Baca juga: Antara Bambu dan Kaliandra, Rabutan Proyek Energi di Tanah Orang Mentawai? (Bagian 3)
Kementerian Energi dan Sumber Daya Mineral, beberapa kali sudah membangun pembangkit listrik tenaga surya di desa-desa yang belum teraliri listrik PLN. Pemerintah Kabupaten Mentawai, juga lakukan hal serupa, hingga kini total ada 37 pembangkit listrik tenaga surta (PLTS), lumayan mendongkrak rasio elektrifikasi Mentawai jadi 43.6%, tetapi masih di bawah 50%.
Belakangan, Pemerintah Mentawai, menggagas listrik energi (biomassa) bambu. Dari website Bappeda Mentawai ada informasi tertulis,”Mentawai akan menjadi daerah percontohan energi berbasis masyarakat pertama di dunia.” Ada tiga desa jadi proyek percontohan, yakni Desa Malepet, Madobak dan Matotonan.
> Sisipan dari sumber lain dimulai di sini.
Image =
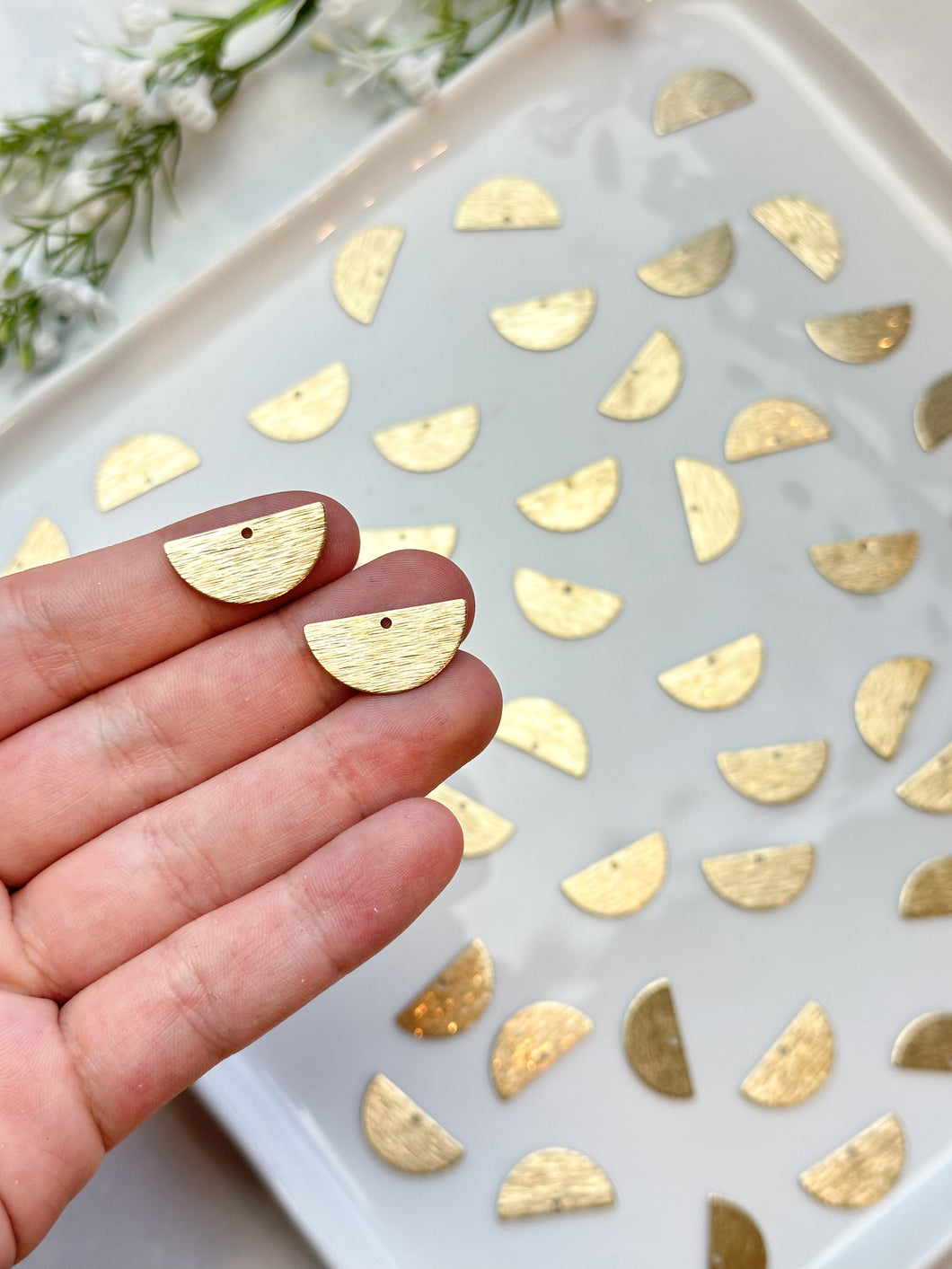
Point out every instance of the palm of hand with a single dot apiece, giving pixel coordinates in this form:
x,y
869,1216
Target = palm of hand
x,y
169,771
Dalam laman itu disebutkan kalau bambu untuk proyek ini hasil penelitian Universitas Andalas, Padang, bekerjasama dengan Amerika Serikat.
Dalam perjalanan, proyek ini peroleh pendanaan hibah lewat Millenium Challenge Account (MCA) Indonesia, senilai US$12,4 juta dengan pengembang PT.Charta Putra Indonesia (CPI).
Kesepakatan ditandatangani 20 Maret 2017, sebulan kemudian pembangunan konstruksi mulai. MCA Indonesia mengalirkan dana US$973.000 untuk bantuan teknis persiapan proyek.
Sejak pertengahan 2017, sudah dibangun satu dari tiga pembangkit listrik tenaga biomassa (PLTBM) bambu dari CPI.
Yudas Sabaggalet, Bupati Mentawai, pertengahan Februari lalu bercerita kepada Mongabay, soal awal mula memilih energi terbarukan, biomassa bambu di Mentawai.
Bupati yang juga pendiri Yayasan Citra Mandiri ini bilang, bersama Wakil Bupati Mentawai, Kortanius Sabeleake, punya komitmen sama. Mereka menolak industri ekstraktif seperti sawit, HTI dan lain-lain masuk Mentawai.
Menurut dia, ada tiga konsep dalam membangun Mentawai. Pertama, pendekatan ekologi, kedua, sosial kemasyarakatan, ketiga, baru ekonomi.
“Artinya, orang Mentawai dibangun mereka harus makmur secara ekonomi, bukan berarti lingkungannya rusak. Juga bukan berarti sosial rusak,” katanya.
Mentawai itu, ucap Yudas, kepulauan dengan budaya dan adat istiadat masih kental. Jadi, hal-hal yang berhubungan dengan merusak lingkungan skala besar, tak bisa dilakukan di Mentawai.
Di samping itu, katanya, masyarakat, harus berkembang, maju, dan bisa memenuhi keperluan ekonomi dengan lingkungan dan sosial terjaga.
Saat ada tawaran konsep pengembangan energi terbarukan dari bambu dengan melibatkan masyarakat, Yudas pun tertarik. Diapun setuju konsep biomassa bambu untuk pemenuhan listrik di Mentawai.
“Kita mendukung konsep bambu biomassa itu dasarnya,” kata Yudas.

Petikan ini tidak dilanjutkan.